IEEE Transactions on Audio, Speech, and Language Processing | 2015
Mohamed Morchid; Mohamed Bouallegue; Richard Dufour; Georges Linarès; Driss Matrouf; Renato De Mori
Mapping text documents in an LDA-based topic-space is a classical way to extract high-level representation of text documents. Unfortunately, LDA is highly sensitive to hyper-parameters related to the number of classes, or word and topic distribution, and there is no systematic way to pre-estimate optimal configurations. Moreover, various hyper-parameter configurations offer complementary views on the document. In this paper, we propose a method based on a two-step process that, first, expands the representation space by using a set of topic spaces and, second, compacts the representation space by removing poorly relevant dimensions. These two steps are based respectively on multi-view LDA-based representation spaces and factor-analysis models. This model provides a view-independent representation of documents while extracting complementary information from a massive multi-view representation. Experiments are conducted on the DECODA conversation corpus and the Reuters-21578 textual dataset. Results show the efficiency of the proposed multiview compact representation paradigm. The proposed categorization system reaches an accuracy of 86.5% with automatic transcriptions of conversations from DECODA corpus and a Macro-F1 of 80% during a classification task of the well-known Reuters-21578 corpus, with a significant gain compared to the baseline (best single topic space configuration), as well as methods and document representations previously studied.

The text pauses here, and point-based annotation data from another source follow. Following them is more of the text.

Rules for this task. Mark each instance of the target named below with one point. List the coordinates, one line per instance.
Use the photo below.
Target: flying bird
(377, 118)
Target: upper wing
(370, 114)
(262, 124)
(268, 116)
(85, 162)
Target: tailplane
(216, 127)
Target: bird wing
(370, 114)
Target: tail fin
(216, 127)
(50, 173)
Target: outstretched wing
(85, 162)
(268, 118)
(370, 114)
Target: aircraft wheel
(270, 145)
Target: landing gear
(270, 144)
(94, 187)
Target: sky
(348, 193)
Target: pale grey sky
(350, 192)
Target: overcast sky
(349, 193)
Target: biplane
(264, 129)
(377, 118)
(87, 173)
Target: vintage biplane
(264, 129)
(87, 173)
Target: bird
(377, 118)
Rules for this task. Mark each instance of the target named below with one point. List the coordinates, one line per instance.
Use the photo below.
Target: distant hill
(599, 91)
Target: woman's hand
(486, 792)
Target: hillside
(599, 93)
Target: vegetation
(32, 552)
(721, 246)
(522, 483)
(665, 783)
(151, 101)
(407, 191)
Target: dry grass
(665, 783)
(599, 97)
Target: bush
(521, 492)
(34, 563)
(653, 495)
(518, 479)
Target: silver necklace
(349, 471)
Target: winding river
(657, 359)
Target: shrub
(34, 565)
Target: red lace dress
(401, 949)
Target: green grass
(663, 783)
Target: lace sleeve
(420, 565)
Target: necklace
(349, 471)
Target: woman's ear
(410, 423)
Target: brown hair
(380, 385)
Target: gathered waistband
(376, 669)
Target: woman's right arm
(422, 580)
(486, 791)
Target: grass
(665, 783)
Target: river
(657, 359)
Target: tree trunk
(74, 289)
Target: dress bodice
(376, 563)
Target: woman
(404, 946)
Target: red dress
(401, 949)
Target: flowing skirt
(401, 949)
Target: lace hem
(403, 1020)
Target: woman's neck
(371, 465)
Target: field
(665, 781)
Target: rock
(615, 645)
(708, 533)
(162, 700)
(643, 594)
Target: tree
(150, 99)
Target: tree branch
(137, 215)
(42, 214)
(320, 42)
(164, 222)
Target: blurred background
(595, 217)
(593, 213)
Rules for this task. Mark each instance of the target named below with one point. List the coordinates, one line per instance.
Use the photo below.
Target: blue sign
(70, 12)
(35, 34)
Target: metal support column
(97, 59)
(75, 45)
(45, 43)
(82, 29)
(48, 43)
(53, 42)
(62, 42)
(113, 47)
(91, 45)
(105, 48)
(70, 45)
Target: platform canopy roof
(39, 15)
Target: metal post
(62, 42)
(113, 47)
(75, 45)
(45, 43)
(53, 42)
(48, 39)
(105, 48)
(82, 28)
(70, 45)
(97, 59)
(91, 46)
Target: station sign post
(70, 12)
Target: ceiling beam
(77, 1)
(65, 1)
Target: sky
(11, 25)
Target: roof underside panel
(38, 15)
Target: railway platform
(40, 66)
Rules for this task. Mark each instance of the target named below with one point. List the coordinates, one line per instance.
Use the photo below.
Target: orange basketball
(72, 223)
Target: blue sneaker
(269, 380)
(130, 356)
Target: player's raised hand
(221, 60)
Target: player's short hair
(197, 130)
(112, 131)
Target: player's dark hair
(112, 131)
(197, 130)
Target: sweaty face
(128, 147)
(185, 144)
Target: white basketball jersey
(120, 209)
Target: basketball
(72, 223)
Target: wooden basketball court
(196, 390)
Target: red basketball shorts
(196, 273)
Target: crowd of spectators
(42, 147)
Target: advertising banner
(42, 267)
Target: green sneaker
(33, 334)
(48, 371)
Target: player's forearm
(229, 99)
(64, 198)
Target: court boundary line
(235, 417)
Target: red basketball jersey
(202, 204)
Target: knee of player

6th International Workshop on Spoken Dialog Systems (IWSDS 2015) | 2015
Yannick Estève; Mohamed Bouallegue; Carole Lailler; Mohamed Morchid; Richard Dufour; Georges Linarès; Driss Matrouf; Renato De Mori
The paper describes a research about the possibility of integrating different types of word and semantic features for automatically identifying themes of real-life telephone conversations in a customer care service (CCS). Features are all the words of the application vocabulary, the probabilities obtained with latent Dirichlet allocation (LDA) of selected discriminative words and semantic features obtained with a limited human supervision of words and patterns expressing entities and relations of the application ontology. A deep neural network (DNN) is proposed for integrating these features. Experimental results on manual and automatic conversation transcriptions are presented showing the effective contribution of the integration. The results show how to automatically select a large subset of the test corpus with high precision and recall, making it possible to automatically obtain theme mention proportions in different time periods.